Centanni: What was the most challenging aspect of making “Revenge of the Vengeance?”
Kersey: For “Revenge of the Vengeance,” I’d say it was just getting the studio built, because we did the crowd-funding for that. Once that was done, we just did our thing. It just came naturally. It was just getting our studio put together and being able to fit in everybody’s schedule. There were a lot of science experiments happening at once, I guess, and it all came together. It was a new studio with a new way of doing things. That was challenging.
Centanni: As far as the tracks on the album, “Obey the Beard” is one of my favorites, and it’s like Psychostick’s social commentary for the modern age. Where did this song come from?
Kersey: It was just another one of those ideas that made sense. Writing a song about a beard or beards was something near and dear to us. I don’t remember exactly where the idea came from, but we’ve always had beards, except for Alex (Dontre). He actually can’t really grow one. It’s just the way his genetics are. We’ve always had facial hair, and it’s a metal thing. We just felt that it needed to be pointed out a little more, because it hasn’t been pointed out enough.
Centanni: The video for that song is equally hilarious. Did y’all go into making it with a concept, or did you have some outside help?

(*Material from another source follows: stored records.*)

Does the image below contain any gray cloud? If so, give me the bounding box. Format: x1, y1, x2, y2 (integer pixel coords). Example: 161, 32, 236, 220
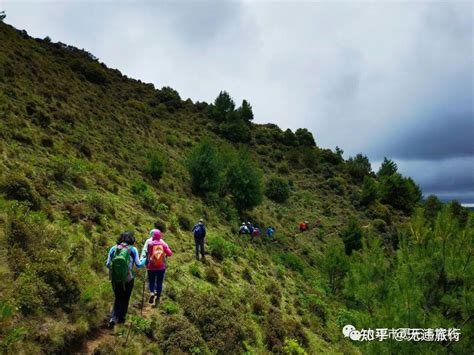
3, 1, 474, 203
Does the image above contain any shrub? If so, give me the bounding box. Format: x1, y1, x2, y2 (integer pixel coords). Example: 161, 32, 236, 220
265, 176, 290, 203
346, 154, 372, 182
327, 176, 345, 195
71, 60, 107, 84
379, 173, 421, 213
341, 218, 362, 255
181, 289, 252, 354
278, 252, 304, 274
283, 128, 298, 147
295, 128, 316, 147
219, 113, 251, 143
208, 236, 237, 261
158, 86, 183, 112
186, 138, 223, 194
225, 150, 263, 211
277, 161, 290, 174
160, 315, 206, 354
0, 173, 41, 210
161, 301, 179, 314
265, 308, 308, 353
302, 294, 329, 324
377, 158, 398, 177
360, 176, 377, 206
237, 100, 253, 122
424, 195, 443, 221
189, 264, 202, 279
131, 180, 148, 195
448, 200, 469, 227
282, 338, 307, 355
178, 215, 193, 231
145, 154, 165, 183
204, 267, 219, 285
209, 91, 235, 122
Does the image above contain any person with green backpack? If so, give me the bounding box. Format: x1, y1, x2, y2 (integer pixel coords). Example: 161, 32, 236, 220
106, 232, 145, 328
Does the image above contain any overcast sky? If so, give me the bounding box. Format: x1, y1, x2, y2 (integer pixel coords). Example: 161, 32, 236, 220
0, 0, 474, 202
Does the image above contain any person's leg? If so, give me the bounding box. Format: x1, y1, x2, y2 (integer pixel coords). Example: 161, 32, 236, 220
201, 238, 205, 259
194, 237, 199, 260
120, 279, 135, 323
156, 269, 166, 302
114, 282, 125, 323
148, 270, 156, 303
109, 283, 119, 327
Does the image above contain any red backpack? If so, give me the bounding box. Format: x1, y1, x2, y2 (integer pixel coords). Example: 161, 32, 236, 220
150, 244, 166, 268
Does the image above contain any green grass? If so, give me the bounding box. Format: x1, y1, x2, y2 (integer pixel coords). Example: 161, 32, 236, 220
0, 22, 470, 354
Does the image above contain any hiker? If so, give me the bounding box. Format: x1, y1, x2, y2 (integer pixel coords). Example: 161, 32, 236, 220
247, 222, 254, 236
299, 221, 309, 232
239, 222, 249, 234
146, 229, 173, 307
192, 218, 206, 260
267, 226, 275, 239
252, 226, 260, 237
106, 232, 145, 328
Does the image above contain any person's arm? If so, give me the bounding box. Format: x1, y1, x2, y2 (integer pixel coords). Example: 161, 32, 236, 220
140, 239, 150, 259
163, 242, 173, 256
105, 245, 116, 269
130, 247, 145, 269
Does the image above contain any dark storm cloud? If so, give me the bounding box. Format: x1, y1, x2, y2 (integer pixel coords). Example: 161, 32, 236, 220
4, 1, 474, 202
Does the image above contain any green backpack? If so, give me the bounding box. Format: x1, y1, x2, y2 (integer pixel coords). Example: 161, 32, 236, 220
110, 245, 130, 283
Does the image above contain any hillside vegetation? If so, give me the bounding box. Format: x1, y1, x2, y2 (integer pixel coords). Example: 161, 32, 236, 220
0, 21, 474, 354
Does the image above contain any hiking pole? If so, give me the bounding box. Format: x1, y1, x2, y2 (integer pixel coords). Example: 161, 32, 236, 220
140, 269, 146, 317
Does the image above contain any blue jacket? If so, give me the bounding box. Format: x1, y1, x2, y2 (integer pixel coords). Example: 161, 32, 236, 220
105, 243, 146, 278
192, 223, 206, 238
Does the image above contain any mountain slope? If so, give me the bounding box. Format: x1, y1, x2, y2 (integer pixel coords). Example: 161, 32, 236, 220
0, 22, 472, 354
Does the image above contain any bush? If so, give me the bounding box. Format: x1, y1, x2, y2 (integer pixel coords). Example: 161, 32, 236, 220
131, 180, 148, 195
160, 315, 207, 354
377, 158, 398, 177
225, 150, 263, 211
302, 294, 329, 324
178, 215, 193, 231
295, 128, 316, 147
283, 338, 307, 355
360, 176, 377, 206
189, 264, 202, 279
71, 60, 107, 84
379, 173, 421, 213
161, 301, 179, 314
145, 154, 165, 183
327, 176, 345, 195
219, 113, 252, 143
209, 91, 235, 122
181, 289, 252, 354
204, 267, 219, 285
341, 218, 362, 255
265, 176, 290, 203
0, 173, 41, 210
346, 154, 372, 182
158, 86, 183, 112
278, 252, 305, 274
265, 309, 308, 353
208, 236, 237, 261
186, 138, 223, 194
424, 195, 443, 221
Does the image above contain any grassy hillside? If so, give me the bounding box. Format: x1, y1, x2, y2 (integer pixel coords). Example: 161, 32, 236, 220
0, 22, 474, 354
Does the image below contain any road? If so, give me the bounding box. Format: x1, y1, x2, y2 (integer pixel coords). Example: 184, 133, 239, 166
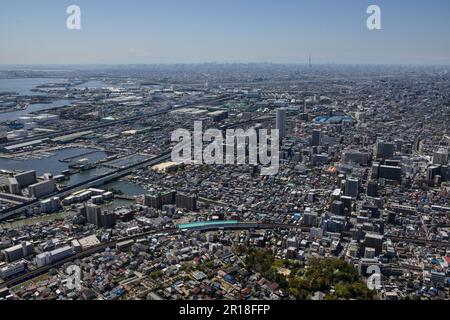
0, 222, 450, 288
0, 94, 232, 147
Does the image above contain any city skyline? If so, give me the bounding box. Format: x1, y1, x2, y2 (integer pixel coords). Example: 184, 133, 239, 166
0, 0, 450, 65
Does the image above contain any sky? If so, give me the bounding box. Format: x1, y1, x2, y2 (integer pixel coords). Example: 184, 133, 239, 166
0, 0, 450, 64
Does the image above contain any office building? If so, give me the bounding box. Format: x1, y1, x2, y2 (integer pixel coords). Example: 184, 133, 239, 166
14, 170, 37, 189
311, 129, 323, 147
276, 108, 286, 138
344, 178, 359, 198
2, 242, 34, 262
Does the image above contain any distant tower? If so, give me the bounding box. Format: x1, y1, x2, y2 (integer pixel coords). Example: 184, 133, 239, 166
277, 108, 286, 138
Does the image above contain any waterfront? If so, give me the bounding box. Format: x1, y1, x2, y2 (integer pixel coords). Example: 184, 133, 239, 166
0, 99, 71, 122
0, 148, 108, 176
0, 78, 65, 96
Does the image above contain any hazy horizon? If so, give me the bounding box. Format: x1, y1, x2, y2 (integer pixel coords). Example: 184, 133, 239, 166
0, 0, 450, 65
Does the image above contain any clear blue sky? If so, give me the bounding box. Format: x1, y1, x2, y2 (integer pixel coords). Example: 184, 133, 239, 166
0, 0, 450, 64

Kersey: It was kind of written with a video in mind. It’s kind of how we approach a lot of stuff now, because we have a lot of fun making them. We have a very talented director who gets us almost better than we get us. That in itself lends a lot to the creation of what we write, it actually translates our music better. The majority of the song was written because we wanted to write a funny song. Then, we were like, “Whoa! I can totally picture this in the video.” We tweaked a couple of things to make it work better with the video, if that makes sense.
Centanni: You’re on “Evil Dumb Tour” through August. What’s happening when you get off the road?
Kersey: Well, we’re actually going to be pretty busy until the end of November. There’s some stuff that we haven’t announced yet, but we will soon. After the “Evil Dumb Tour” is finished, we’re going for the very first time to England. We’re going over there with Dog Fashion Disco. We’ve never been to England, so it’s a whole new experience for us. There’s all sorts of mixed emotions, mostly good. We’re like kind of nervous and all that stuff too, but we’re looking forward to that.